For employers, it's a dollars and cents issue, said Kevin Brinegar, president and chief executive of the state chamber. Smokers significantly raise health-care costs.
"We think that repealing this legislation would give employers more of an ability to impact the overall incidence of smoking in Indiana and get a better handle on their own health-care cost," he said.
Rep. Wes Culver, a Republican from Goshen, Ind., said the measure would help business better control costs.
The smokers' bill of rights takes away business' freedom to consider potential workers' smoking habits before hiring them.
"The right should rest with the business owner and not the smoker," said Culver, who agreed when the chamber asked him to introduce the bill.
He said nonsmoking employees who pay health insurance premiums should appreciate that they would not subsidize smokers' care costs.

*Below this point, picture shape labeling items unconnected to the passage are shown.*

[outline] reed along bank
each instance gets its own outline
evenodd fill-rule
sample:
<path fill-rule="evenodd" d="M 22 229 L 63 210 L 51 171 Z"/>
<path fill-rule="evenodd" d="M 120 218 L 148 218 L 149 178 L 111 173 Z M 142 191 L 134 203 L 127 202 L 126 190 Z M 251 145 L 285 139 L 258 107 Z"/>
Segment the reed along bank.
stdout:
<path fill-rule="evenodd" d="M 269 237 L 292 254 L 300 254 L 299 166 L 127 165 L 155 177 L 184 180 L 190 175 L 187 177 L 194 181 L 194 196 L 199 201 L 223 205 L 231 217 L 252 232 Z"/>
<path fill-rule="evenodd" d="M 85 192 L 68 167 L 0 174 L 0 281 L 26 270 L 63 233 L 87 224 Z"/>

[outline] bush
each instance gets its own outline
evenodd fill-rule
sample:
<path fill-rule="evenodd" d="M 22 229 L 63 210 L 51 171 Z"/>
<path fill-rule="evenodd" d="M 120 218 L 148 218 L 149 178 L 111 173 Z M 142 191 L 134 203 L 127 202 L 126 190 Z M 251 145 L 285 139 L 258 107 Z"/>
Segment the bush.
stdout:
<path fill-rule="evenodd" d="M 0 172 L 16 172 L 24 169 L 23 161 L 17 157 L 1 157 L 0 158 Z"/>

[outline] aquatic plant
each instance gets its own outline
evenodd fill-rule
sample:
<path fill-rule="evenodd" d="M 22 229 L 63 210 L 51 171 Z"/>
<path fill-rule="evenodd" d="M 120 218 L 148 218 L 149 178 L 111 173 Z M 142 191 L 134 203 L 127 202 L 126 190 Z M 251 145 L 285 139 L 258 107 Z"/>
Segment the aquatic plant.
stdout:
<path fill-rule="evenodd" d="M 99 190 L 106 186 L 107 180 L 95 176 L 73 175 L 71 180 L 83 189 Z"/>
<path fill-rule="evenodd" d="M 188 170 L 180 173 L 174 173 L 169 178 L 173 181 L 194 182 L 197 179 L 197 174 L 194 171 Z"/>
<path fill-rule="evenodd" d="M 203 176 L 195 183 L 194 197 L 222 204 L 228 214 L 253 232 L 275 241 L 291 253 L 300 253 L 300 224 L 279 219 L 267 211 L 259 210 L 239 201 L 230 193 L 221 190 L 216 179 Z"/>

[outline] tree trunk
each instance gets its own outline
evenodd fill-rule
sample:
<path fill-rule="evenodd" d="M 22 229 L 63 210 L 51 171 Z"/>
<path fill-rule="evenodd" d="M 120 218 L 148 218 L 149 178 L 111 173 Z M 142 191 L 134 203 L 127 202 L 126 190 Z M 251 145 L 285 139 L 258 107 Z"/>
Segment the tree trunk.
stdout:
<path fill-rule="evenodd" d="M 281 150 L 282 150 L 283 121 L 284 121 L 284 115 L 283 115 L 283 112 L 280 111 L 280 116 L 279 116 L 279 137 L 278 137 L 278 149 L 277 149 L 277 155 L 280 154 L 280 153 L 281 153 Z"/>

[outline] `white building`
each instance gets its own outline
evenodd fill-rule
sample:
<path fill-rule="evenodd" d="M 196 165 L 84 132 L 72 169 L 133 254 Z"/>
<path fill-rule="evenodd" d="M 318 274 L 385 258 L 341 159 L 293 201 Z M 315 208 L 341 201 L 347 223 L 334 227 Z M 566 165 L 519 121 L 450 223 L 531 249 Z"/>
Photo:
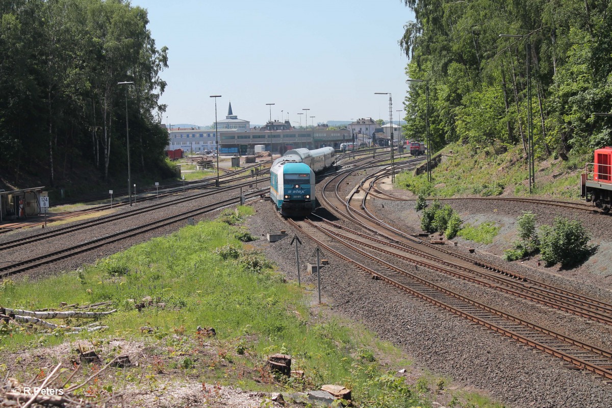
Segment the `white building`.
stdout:
<path fill-rule="evenodd" d="M 393 138 L 399 139 L 400 127 L 395 124 L 387 124 L 382 125 L 382 130 L 384 131 L 385 136 L 387 138 L 391 137 L 391 130 L 393 130 Z"/>
<path fill-rule="evenodd" d="M 346 128 L 349 130 L 351 135 L 357 135 L 360 140 L 367 139 L 369 136 L 371 139 L 372 133 L 376 128 L 379 127 L 378 124 L 375 122 L 371 117 L 363 117 L 358 119 L 354 122 L 349 124 Z"/>
<path fill-rule="evenodd" d="M 216 122 L 219 131 L 219 144 L 221 144 L 221 132 L 249 132 L 251 122 L 238 119 L 231 110 L 231 102 L 228 108 L 225 119 Z M 168 132 L 168 150 L 182 149 L 186 153 L 197 153 L 202 150 L 218 150 L 217 137 L 214 129 L 203 130 L 200 127 L 171 128 Z"/>
<path fill-rule="evenodd" d="M 220 134 L 221 132 L 219 132 Z M 194 153 L 207 150 L 217 150 L 217 138 L 214 130 L 202 130 L 200 127 L 170 129 L 168 132 L 168 150 L 182 149 Z"/>

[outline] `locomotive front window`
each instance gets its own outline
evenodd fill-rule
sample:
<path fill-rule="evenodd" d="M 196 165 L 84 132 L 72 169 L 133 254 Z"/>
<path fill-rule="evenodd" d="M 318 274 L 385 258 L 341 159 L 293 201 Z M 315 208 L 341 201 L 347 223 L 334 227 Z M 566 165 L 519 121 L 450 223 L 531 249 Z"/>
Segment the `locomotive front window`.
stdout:
<path fill-rule="evenodd" d="M 295 184 L 296 183 L 308 182 L 310 180 L 310 174 L 285 174 L 285 184 Z"/>

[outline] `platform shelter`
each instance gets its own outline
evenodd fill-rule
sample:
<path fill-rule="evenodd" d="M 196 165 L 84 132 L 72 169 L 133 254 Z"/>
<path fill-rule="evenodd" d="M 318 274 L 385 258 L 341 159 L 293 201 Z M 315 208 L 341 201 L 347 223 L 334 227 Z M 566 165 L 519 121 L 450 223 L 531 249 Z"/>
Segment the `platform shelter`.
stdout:
<path fill-rule="evenodd" d="M 40 199 L 44 188 L 0 190 L 0 223 L 42 213 Z"/>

The National Workrights Institute, a nonprofit offshoot of the American Civil Liberties Union, has opposed such hiring bans, saying they infringe on individual rights. Representatives of the ACLU's Indiana chapter could not be reached for comment Wednesday.
One smoker at Spykes Bar & Grille near Clermont, Ind., takes issue with the bill.
"Yes, I do think it's going too far," said Frank Pellerito, 43, who owns a home-remodeling business in Indianapolis. "Whatever I do on my own time is my time."
He understands regulations preventing him from smoking at work but said he should be able to decide for himself whether to smoke on his own time. And that shouldn't stop him from getting a job.
Removal of smoker protections in Indiana could have a huge effect. Indiana has a high smoking rate — 21.2% among adults. In 2011, that was ninth highest in the USA and above the U.S. average of 19%. A 2012 Ball State University study found that smoking costs the state nearly $2.6 billion in productivity losses and $2.2 billion in health-care costs each year.
The bill to repeal Indiana smokers' rights has been assigned to the House Employment, Labor and Pensions Committee, chaired by Rep. Doug Gutwein, a Republican from Francesville, Ind. He couldn't be reached for comment Wednesday about whether his committee will consider the bill.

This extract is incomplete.